Roland Calderin, a freshman who works at the Butler Center, is one of many people Alawa has won over. They met as fellow commuters and participated in the STRIVE service community together.
“She’s always looking out for me and trying to make me the best that I can be,” Calderin said.
Staying on track
Although Alawa is sometimes on campus for more than 16 hours a day, she has been able to maintain the family life her parents highly value.
“It’s such an awesome opportunity to say that I go to school with one of my brothers and I can watch my other brother go through high school,” Alawa said. Her younger brother, Karam, became a Hurricane a year after she did.
Also, having her family around has served as a reminder that she needs to be as committed to her academics as she is to her extracurricular activities.
“My mom and my dad would always keep me on track with regards to school,” she said.
For Alawa, a pre-med student majoring in microbiology and immunology, good grades are her key to attending medical school and becoming a physician after graduation.
She hopes to work in a clinic or hospital, but also wants to participate in Doctors Without Borders or a similar international experience because of her interest in public health.
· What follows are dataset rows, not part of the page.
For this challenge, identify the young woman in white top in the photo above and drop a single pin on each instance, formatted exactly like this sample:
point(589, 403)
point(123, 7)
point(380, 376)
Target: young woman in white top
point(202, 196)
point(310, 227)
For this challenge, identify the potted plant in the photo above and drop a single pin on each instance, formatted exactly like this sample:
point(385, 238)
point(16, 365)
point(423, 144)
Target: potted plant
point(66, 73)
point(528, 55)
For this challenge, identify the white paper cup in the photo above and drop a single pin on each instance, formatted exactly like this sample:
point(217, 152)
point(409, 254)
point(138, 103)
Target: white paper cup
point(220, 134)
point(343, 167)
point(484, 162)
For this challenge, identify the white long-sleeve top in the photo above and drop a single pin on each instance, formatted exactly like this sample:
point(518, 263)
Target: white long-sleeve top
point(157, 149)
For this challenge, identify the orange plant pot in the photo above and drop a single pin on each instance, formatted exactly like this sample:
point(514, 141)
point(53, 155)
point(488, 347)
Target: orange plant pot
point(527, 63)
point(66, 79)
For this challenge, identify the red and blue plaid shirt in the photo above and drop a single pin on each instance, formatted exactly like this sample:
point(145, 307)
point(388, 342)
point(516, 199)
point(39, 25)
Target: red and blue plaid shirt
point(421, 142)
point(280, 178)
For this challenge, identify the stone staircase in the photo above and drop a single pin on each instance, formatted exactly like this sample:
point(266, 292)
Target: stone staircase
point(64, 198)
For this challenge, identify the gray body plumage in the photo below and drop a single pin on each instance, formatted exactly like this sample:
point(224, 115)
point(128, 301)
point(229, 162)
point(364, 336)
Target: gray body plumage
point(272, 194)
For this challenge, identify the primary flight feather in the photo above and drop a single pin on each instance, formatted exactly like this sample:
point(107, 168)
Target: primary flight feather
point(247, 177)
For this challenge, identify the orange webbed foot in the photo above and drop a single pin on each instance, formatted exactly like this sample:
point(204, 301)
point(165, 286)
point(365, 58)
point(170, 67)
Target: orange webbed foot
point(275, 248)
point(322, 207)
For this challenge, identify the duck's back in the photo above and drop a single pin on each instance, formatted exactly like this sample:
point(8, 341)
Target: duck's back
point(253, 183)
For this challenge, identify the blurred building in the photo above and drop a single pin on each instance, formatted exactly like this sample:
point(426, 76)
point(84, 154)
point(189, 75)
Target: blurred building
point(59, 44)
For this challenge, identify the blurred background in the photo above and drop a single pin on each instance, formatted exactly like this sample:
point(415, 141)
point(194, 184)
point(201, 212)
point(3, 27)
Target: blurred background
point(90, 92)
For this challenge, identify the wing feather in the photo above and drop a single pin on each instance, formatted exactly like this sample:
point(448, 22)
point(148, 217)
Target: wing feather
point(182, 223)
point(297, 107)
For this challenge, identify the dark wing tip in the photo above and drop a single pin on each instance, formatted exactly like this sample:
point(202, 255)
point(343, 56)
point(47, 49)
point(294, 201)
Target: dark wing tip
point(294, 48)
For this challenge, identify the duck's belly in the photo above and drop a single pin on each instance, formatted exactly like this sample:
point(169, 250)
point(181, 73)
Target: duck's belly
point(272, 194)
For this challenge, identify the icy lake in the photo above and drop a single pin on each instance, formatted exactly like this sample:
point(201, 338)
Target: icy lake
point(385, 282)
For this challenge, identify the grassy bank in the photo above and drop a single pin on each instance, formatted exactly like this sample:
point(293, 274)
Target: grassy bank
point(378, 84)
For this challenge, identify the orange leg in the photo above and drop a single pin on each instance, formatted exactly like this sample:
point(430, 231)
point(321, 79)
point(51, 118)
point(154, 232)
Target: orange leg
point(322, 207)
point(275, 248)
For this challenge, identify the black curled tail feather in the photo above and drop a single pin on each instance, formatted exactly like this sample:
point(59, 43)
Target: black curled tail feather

Doctors Without Borders is an organization that provides medical help in countries where it’s not readily available.
“There’s a very human element to medicine, and I think that will end up being my biggest strength as a doctor – the ability to connect to individuals,” she said.
Alawa, along with juniors Caitlin Giles and Kenny Esman, are ready to begin their terms as Student Government executive officers after being inaugurated Wednesday night.
“We all have the same goal, the same vision,” said Giles, SG vice president. “We all have different personalities, but we balance each other out really well.”
When the three come together to make decisions, they each use their individual strengths to frame the situation. Esman is analytical, Giles is spirited, and Alawa has the higher vision. But all three are equally hardworking, said Giles.
“Three of us in a room get a lot done,” Giles said.
SG Treasurer Esman said that the group has already started setting up meetings with administrators and picking up where the last executive board let off. They want to make sure initiatives like take-out dining don’t fall by the wayside.
Alawa said that she’s looking forward to creating a more fluid SG in terms of the six branches.
“Once we start working on initiatives, it’s all of SG being able to relay the message to the student body on the new things that we’re accomplishing,” she said.